Fanas Wadi / Phanaswadi is a neighbourhood in Kalbadevi, South Mumbai.

It is known for its temple devoted to Lord Venkateshwara. The local folks call this temple as 'Lord Balaji mandir'. The name fanas is Marathi for jackfruit, probably pointing to a time when the trees grew abundantly here. The temple at Fanaswadi, Mumbai dedicated to the Lord of the Seven Hills Sri Venkateshwara was consecrated on 10 June 1927.

==Consecration and Dravidian style of architecture ==
For the consecration of the temple, one of the Panch Beras, which was in Puja in Yathok thakari Devasthanam(Kanchi), one of the 108 Divya Desas sung by the Alvars and also Sri Sudarsana from Tirunangur Devastanams, was brought from Kanchi. Both the idols were brought to Mumbai in a special palanquin on foot, performing Panchakala Aradhana on the entire route, with all the paraphernalia.

The temple has been designed in Dravidian style, strictly according to Silpa Sastra and every stone laid for raising the towers was measured and fitted in as per architectural shastras.

==Gopuram==
The massive Gopuram or tower which is a replica of the Dravidian architecture is visible from quite a distance. The temple consists of two prakarars (enclosures). There is a Vimana over the sanctum sanctorum. There is the Dvajastambha(Flag-Staff) covered with gold plates and Bali Peetam in front of it.

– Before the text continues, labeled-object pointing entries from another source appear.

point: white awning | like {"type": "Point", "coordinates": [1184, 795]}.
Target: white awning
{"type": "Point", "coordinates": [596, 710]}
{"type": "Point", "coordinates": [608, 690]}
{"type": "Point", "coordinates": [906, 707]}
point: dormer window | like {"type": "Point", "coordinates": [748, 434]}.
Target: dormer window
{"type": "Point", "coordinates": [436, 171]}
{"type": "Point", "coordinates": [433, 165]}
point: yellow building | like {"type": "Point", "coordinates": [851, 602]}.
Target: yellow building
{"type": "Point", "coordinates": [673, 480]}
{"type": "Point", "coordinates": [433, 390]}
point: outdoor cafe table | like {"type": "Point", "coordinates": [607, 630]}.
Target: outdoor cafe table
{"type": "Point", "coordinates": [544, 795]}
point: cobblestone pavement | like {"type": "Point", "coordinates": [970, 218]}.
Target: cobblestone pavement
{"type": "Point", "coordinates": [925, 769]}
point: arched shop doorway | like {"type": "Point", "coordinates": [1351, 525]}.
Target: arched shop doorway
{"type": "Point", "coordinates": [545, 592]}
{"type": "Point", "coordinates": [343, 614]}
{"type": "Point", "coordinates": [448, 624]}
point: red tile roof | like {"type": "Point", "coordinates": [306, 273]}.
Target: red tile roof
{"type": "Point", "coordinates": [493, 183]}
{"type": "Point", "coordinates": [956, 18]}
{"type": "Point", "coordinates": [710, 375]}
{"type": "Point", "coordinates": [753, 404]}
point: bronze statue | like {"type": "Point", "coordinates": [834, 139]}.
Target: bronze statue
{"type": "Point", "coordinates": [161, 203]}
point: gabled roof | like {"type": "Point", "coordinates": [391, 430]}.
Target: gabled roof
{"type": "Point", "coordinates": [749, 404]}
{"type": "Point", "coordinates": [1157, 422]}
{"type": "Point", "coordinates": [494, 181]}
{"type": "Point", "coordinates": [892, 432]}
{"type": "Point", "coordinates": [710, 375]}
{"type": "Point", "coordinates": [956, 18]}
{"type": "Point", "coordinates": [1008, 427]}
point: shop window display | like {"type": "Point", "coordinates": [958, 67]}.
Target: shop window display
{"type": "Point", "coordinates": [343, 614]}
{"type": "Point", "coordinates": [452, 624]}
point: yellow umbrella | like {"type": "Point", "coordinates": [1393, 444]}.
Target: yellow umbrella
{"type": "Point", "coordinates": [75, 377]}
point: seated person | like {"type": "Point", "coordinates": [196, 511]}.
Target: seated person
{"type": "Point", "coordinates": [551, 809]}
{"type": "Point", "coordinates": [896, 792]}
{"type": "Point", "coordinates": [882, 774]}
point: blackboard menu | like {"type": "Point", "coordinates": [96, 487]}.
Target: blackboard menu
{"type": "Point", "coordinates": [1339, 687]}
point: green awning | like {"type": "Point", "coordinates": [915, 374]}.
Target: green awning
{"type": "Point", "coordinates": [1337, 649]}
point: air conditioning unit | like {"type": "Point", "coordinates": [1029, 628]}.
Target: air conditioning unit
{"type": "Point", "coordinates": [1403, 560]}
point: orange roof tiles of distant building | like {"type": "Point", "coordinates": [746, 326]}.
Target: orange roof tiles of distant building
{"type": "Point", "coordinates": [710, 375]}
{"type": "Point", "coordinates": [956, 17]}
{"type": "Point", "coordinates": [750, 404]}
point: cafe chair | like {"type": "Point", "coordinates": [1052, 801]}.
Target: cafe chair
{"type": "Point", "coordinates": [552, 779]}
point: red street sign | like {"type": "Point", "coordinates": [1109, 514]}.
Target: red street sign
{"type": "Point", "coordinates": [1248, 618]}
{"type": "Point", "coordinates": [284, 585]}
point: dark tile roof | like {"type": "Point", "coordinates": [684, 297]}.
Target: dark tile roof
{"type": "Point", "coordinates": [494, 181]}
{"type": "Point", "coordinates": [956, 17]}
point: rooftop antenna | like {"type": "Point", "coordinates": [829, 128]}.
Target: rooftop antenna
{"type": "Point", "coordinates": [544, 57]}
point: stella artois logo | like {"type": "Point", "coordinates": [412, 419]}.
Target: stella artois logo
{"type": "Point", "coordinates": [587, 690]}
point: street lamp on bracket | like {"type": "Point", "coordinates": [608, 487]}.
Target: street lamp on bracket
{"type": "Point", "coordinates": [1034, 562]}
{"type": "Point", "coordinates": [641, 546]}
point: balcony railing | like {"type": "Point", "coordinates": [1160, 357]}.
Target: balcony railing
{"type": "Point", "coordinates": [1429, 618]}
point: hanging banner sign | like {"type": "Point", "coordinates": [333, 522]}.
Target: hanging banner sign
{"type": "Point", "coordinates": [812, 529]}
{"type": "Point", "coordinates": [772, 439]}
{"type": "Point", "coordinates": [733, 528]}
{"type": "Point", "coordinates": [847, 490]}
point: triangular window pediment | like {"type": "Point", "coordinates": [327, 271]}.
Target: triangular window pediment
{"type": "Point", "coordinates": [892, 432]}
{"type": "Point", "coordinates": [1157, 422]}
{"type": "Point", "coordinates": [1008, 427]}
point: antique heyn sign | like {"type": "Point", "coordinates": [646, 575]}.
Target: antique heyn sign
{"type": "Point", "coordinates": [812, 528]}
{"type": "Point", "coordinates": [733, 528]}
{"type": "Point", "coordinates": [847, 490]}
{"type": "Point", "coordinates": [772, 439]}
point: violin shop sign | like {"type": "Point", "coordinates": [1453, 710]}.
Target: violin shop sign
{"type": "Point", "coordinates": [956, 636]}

==Idols-caturvimsati murtis ==
In the outer side of the first prakara wall one can find the carvings of the images of all the Caturvimsati Murtis (the 24 different aspects of the Lord Narayan or Vishnu) according to their description given in the Pancaratra-agamas. Though most of the murtis have four arms holding weapons and ornaments like the Sankha, Chakra, Gada and Padma, the difference in the murtis is only in the positions of the weapons and ornaments found in their arms. One can make out the difference among them by keen observation of the sculpture. This piece of sculpture is very rare since though these 24 murtis are found in many temples one can see all of them together in this temple and so it enables one to observe all aspects of the chaturvimsati murtis for deep study or meditation

==To reach this temple==
Marine Lines railway station (W.R), is very near by Kalbadevi road. One can reach the mandir with minimum taxi fare. BEST buses are available to reach Kalbadevi road, from various parts of the metropolis.